I’ve walked by our Crimson King Maple Tree thousands of times without ever noticing a hint of seed or seedling. It wasn’t until last year, when I started learning about tree and shrub propagation, that I started looking more closely at our majestic deep red Crimson King.
Its a beautiful maple tree, soaring 40 feet in the air, filling the sky with gorgeous crimson leaves. Crimson Kings have been wildly popular in cities because of their tolerance to pollution, so its not hard to find one. Some people in the gardening forums dislike the Crimsons because of their darker color, and because they are full and draw a lot of dense shade, making it difficult to grow anything underneath. I agree, it’s important to plant it in the right spot, usually away from the house… but we have one right in front, and every year its gorgeous.

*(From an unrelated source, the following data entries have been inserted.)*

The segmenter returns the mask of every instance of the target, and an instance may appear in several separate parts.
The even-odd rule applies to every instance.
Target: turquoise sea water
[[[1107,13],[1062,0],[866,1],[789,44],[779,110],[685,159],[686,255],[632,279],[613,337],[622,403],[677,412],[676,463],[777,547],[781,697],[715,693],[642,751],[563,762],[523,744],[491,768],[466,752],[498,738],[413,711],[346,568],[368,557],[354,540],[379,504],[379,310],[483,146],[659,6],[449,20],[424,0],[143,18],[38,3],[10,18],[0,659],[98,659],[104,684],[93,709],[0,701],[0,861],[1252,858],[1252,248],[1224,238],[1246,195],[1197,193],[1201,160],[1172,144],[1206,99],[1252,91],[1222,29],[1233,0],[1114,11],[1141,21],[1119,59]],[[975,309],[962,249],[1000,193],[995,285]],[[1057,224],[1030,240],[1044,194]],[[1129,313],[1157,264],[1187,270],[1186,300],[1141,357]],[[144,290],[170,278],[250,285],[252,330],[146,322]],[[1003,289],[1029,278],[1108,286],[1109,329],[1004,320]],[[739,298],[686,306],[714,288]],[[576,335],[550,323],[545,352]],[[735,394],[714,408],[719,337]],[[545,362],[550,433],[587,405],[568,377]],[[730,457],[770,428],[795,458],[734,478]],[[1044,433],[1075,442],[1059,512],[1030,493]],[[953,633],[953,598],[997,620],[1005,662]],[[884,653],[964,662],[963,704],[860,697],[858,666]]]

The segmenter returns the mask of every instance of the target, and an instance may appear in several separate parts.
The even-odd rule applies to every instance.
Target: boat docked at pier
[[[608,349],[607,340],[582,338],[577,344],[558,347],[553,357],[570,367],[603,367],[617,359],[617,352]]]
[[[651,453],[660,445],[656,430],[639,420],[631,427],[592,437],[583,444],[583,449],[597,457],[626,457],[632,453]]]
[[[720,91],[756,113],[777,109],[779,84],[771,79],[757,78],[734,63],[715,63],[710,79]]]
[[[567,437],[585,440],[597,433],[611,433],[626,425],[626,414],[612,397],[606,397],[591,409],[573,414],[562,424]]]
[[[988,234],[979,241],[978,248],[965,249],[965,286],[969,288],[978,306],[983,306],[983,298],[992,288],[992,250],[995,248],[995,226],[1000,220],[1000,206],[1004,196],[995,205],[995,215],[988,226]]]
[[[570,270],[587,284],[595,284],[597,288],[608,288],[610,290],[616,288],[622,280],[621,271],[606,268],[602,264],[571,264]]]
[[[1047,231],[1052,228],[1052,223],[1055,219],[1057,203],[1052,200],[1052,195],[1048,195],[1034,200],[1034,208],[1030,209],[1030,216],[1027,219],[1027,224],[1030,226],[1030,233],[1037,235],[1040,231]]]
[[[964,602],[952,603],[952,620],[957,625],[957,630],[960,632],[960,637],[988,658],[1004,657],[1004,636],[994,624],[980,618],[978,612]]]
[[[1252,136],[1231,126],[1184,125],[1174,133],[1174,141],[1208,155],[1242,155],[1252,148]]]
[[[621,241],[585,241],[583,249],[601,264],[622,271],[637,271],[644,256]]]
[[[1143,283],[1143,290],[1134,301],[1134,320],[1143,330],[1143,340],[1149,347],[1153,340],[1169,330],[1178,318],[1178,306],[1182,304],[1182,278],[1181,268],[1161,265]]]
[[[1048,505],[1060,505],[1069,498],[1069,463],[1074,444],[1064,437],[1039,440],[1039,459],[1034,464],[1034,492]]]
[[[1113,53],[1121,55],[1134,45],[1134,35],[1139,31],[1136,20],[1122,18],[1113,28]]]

Last autumn, I went hunting to collect seeds and came up dry and disappointed. Maybe it wasn’t the right time. Maybe this tree doesn’t make many seeds. Maybe they were all eaten up by the squirrels.
This week was the third time I went out to the tree, looking for buds, wondering when new growth would come, when I noticed something bright green standing out from the grass. It only took a moment to figure out what it was, and when I looked around, I was delighted to find hundreds of little seedlings sprouting up… ALL over the front yard. I must have mowed these little gems down year after year without even a thought. I love these little surprises and was so pleased with my ‘gift’. No seed collecting or storage. No stratification, germination or any other shuns to mess with. They just grew.
I figure I better grab them before they’re so big I’m leaving craters. So there I am, digging in the middle of the front yard, neighbors questioning. I hadn’t even gotten a quarter of the way around the maple tree before I collected 98 of these little seedlings. They lift pretty easily but its a careful process as the roots are tender.
I found a deep container, drilled some extra drainage holes near the bottom and planted them in 3″ apart. Works for now. If I were to collect them all, I’d have almost 400 new Crimson King Seedlings! Good thing we have a big yard.
I’ve read that Crimson King’s may not always come true from seed, that the leaves might have a muddy reddish green color if not propagated by grafting. Time will tell.